58 – Soldados De
Ferro
12 anos atrás
Os gritos eram
abafados pelas paredes duplas que escondiam o que se passava na cave. Homens em
fatos de segurança brancos passavam em fila por chuveiros descontaminadores deixando
para trás o que parecia ser um inferno de dor.
As gotículas de
suor escorriam pela sua face, os dentes serrados tentavam evitar que sucumbisse
ao sofrimento como os outros. Mais do que a dor eram os gritos que a faziam
quase fraquejar. Ver como os outros mal resistiam chegando mesmo a implorar
para que os matassem era o que afetava o seu psicológico.
Ao seu lado outro
rapaz contorcia-se na plataforma. As lágrimas lavavam-lhe o rosto mas mesmo
assim recusava-se a gritar. Devia ser da sua idade mas não pertencia ao seu pelotão.
Desta vez foi um
berro que abafou as vozes dos outros. Mas aquele não era um berro de dor, era
de revolta. Um sinal de que apesar de tudo não se deixava desesperar pelo
destino cruel.
Na outra sala ao
lado a visão parecia ainda mais dolorosa. Crianças órfãs trazidas pelo simples propósito
de servir de cobaias sem qualquer dignidade. Tudo pelo bem do país.
Os homens de branco
regressam apenas para injetar mais uma dose e tomar notas.
- Doutor, aquele
ali parece estar no limite.
Os espasmos no
corpo do rapaz ao seu lado continuavam a piorar. A partir de algum momento as lágrimas
haviam parado de cair e os olhos raiados de vermelho perdiam-se na escuridão tornando-se
opacos.
- Injeta-lhe a
adrenalina e dobra a dose. Não se atrevam a deixá-lo morrer antes de
terminarmos todos os testes.
Podia sentir o
amargo na boca, o gosto do ódio que sentia por tudo aquilo. O desejo de
destruir o que sabia ser o sonho do seu pai que a metera ali para ser o soldado
mais forte. Dava tudo para poder poupar aqueles miúdos a tal sofrimento.
As veias sobressaíam
na pele numa tonalidade roxa. Já tinha assistido a situações assim outras vezes
e sabia como ia terminar, um corpo inerte e frio banhado em sangue.
Não tardou para que
os gritos estridentes se começassem a ouvir. Era como se o esventrassem vivo. Todas
as suas células clamavam por misericórdia, só queria que a dor parasse e não voltasse
mais. Quando a agulha fura a pele os tremores aumentam e as lágrimas voltam a
cair mas desta vez num tom encarnado. Chegava a hora.
Como era habito
todos os outros se esforçavam para controlar a própria dor em respeito ao
companheiro. Uma sala preenchida apenas com o sofrimento de quem estava para
partir.
A única coisa que a
impedia de rebentar as correias e esmagar a cabeça daqueles cientistas era o
olhar penetrante do rapaz amarrado à sua frente.

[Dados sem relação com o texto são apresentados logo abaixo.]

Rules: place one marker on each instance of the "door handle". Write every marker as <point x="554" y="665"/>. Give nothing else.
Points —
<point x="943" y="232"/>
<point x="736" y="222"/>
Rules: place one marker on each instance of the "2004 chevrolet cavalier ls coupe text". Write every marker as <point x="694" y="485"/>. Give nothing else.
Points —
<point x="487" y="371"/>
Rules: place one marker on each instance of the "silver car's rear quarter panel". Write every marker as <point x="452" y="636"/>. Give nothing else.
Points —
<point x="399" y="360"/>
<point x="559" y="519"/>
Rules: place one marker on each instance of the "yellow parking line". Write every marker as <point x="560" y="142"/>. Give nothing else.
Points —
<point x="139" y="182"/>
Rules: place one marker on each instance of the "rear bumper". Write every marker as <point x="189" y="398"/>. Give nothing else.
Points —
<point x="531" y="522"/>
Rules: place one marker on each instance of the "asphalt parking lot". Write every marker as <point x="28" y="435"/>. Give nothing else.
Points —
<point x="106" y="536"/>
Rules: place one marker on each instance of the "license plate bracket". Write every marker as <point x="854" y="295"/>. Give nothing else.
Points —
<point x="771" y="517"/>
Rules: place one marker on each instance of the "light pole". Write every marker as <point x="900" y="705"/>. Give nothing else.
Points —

Os gritos pararam. Faltou-lhe
a coragem para olhar para o lado por isso permaneceu a encarar os olhos do que
achava ser mais um demónio do que um humano.
- Incompetentes! Eu
não disse para terminarem os testes antes dele morrer?! Dá cá isso!
O médico rouba a
seringa das mãos do ajudante e vira-se para as outras cobaias que se encolhem
esperando o pior. Aproximando-se da mais fraca ele prepara-se para continuar o
seu experimento. Se ele injetasse aquela dose dupla muito possivelmente a
rapariga morreria.
Já no seu limite de
assistir àquele tipo de crueldade, Sam arrebenta a correia do braço direito
como se não passasse de uma fita de palha e agarra o homem pelo pescoço.
- C-Coronel…
- Espetas essa
agulha nela e esmago-te a traqueia. Estamos entendidos?
A cabeça do médico
acena que sim em súplica. O
braço volta ao lugar deixando a marca arroxeada dos dedos na pele.
- J-Já chega para
hoje. – A voz rouca acompanhada de tosse perde a autoridade de antes. – Estão dispensados.
Os outros médicos
desamarram e levam-nos para fora.
A seringa esquecida
ainda não fora descartada e não foi preciso grande esforço para entender o que
se passava quando viu que era a única que não estava a ser solta.
Com a sala vazia o
médico aproxima-se dela:
- Desculpe Coronel
mas não podemos desperdiçar o produto.
Um sorriso
desafiador é tudo o que mostra antes da agulha se enterrar na sua carne.
***
- Estás com uma
cara horrível. – Afirma Sakai Ryu encostado à porta da cave que dava para o laboratório
anterior. – Sabes que foi em vão não sabes? Mais cedo ou mais tarde aquela miúda
vai morrer.
- Vieste aqui só
para me chatear? É que não estou com disposição para as tuas merdas.
- Mataste-o?
- Não. Mas não foi
por falta de vontade.
- Eu pensei que fosses arrancar-lhe a cabeça.
- O dia dele vai chegar,
não te preocupes.
- É verdade, já viste o novo prodígio do outro
laboratório?
- Prodígio?
- Dizem que o puto tem 84% de compatibilidade com
o antídoto. Acho que é o único em nível quase tão alto quanto o teu com a droga,
senhora 91%.
Um soldado interrompe a conversa. Após a continência
o homem avisa que a Coronel tem visitas. A desconfiança dá lugar à curiosidade
pelo assunto de antes. As únicas visitas que recebia eram do pai e esse desaparecera
à dois anos. Desde aí só recebia cartas do irmão mais velho de vez em quando.
Mesmo insistindo que
não precisava de guarda-costas Sakai resolveu acompanhá-la.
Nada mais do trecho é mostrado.